Carrier’s core belief that understanding people and their culture lies at the heart of strong design thinking extends to those who create that design. In addition to design awards for its projects, Carrier Johnson + CULTURE has received numerous awards for offering professionals a great place to work, including being named San Diego’s most admired business/corporation.

Carrier says the scale made the 550-square-foot prayer chapel for Point Loma Nazarene University one of the toughest projects he has ever done.

When it comes to design thinking and its staff, the firm tries hard to avoid silos. Carrier Johnson + CULTURE talents might be working on a high-rise one month and a library the next. Beyond running a good business by protecting the bottom line, the firm believes that “cross-​pollinating” its people on a variety of project types makes them better able to serve all of their clients. “We are here to solve a client’s unique problem. Having done 15 of the same building type doesn’t always result in creative problem solving. In fact, it could be just the opposite, with tendency to lean on the last project as informant for the next.
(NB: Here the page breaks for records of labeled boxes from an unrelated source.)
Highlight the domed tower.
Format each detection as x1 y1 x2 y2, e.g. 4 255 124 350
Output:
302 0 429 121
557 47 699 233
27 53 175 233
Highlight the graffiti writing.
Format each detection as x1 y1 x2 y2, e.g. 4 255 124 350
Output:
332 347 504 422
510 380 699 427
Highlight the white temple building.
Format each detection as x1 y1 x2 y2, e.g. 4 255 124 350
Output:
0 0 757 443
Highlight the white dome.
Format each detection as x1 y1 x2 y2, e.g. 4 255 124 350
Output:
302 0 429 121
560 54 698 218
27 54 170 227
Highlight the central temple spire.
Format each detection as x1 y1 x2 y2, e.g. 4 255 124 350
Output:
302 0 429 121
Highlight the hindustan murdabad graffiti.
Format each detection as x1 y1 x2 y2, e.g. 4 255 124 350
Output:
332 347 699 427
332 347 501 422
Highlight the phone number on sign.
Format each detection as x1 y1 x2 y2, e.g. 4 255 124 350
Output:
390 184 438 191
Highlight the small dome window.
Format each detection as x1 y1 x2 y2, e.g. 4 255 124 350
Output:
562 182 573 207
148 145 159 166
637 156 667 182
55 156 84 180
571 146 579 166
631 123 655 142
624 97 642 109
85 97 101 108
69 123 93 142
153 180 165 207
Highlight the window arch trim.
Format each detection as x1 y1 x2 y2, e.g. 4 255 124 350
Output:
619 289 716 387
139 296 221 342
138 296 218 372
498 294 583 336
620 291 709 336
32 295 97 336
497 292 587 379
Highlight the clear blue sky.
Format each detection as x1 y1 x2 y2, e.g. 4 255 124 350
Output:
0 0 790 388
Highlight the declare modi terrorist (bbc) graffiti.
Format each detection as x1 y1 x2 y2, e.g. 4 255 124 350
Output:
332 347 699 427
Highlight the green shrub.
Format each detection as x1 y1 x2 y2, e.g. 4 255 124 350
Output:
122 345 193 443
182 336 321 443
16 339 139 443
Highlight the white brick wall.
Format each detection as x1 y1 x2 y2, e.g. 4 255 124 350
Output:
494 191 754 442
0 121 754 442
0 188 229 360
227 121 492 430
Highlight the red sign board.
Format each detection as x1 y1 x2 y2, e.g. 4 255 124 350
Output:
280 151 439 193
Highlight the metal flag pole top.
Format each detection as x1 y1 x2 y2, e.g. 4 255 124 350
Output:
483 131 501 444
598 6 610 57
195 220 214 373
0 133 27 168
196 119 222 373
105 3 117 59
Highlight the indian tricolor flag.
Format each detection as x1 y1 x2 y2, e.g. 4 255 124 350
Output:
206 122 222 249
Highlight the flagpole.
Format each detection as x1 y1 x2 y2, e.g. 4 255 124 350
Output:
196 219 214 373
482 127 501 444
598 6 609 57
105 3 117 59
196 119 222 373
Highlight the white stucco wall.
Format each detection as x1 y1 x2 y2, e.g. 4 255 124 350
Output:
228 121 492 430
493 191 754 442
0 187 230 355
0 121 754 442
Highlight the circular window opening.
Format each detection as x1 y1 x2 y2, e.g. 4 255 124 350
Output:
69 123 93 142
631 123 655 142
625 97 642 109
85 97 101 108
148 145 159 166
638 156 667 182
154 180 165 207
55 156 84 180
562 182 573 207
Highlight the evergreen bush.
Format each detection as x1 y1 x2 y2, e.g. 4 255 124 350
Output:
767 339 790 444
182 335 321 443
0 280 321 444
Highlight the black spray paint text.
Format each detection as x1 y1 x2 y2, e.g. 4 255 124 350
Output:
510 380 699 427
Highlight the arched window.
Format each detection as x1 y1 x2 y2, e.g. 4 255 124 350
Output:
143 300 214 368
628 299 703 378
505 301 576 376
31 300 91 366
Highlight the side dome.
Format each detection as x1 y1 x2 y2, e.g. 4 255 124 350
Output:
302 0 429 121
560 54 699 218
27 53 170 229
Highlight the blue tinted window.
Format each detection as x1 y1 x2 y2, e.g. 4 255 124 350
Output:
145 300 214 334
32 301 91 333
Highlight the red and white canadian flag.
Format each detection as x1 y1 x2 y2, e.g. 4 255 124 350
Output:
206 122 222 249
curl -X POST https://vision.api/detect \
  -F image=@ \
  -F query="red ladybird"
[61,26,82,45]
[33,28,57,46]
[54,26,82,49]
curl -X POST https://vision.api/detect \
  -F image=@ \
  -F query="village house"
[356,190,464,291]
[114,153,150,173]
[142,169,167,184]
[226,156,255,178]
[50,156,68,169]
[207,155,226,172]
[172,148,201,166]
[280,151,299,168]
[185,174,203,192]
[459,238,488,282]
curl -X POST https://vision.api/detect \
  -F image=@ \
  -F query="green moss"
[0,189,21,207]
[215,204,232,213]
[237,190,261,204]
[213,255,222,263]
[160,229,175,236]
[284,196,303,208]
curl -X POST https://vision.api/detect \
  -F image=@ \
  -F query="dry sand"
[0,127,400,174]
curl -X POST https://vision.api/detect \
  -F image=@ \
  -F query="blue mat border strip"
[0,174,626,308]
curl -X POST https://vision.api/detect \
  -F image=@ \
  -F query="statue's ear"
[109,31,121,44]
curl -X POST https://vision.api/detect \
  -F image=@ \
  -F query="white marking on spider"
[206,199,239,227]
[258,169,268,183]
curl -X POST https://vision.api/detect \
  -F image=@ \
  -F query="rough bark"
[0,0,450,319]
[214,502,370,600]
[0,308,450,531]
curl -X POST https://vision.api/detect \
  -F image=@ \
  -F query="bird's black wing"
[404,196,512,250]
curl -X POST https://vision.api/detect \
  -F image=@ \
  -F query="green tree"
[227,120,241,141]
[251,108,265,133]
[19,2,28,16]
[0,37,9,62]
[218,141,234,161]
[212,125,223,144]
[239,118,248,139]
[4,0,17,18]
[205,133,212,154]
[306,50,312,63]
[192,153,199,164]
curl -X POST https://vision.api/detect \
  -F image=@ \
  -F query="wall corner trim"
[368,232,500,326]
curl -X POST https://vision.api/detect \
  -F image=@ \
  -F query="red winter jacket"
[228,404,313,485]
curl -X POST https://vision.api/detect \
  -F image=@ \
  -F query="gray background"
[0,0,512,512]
So we prefer the freshness of each opportunity,” Carrier says.

The firm also doesn’t believe in a top-down org chart; a junior associate or Carrier himself are seen as equally capable of contribution regarding best ideas. “Hierarchy is the enemy of collaboration,” Carrier says. “We don’t have a triangle of power, but rather a circle of design influence with everyone’s names inside of it, including mine.”

He sees that circle as his biggest legacy. “I’m most proud of the quality of the talent and the dialogue we have every day. Ours is an environment where people enjoy the art and process of design. There’s just no substitute for being in a place where all people are trying to make a project better.”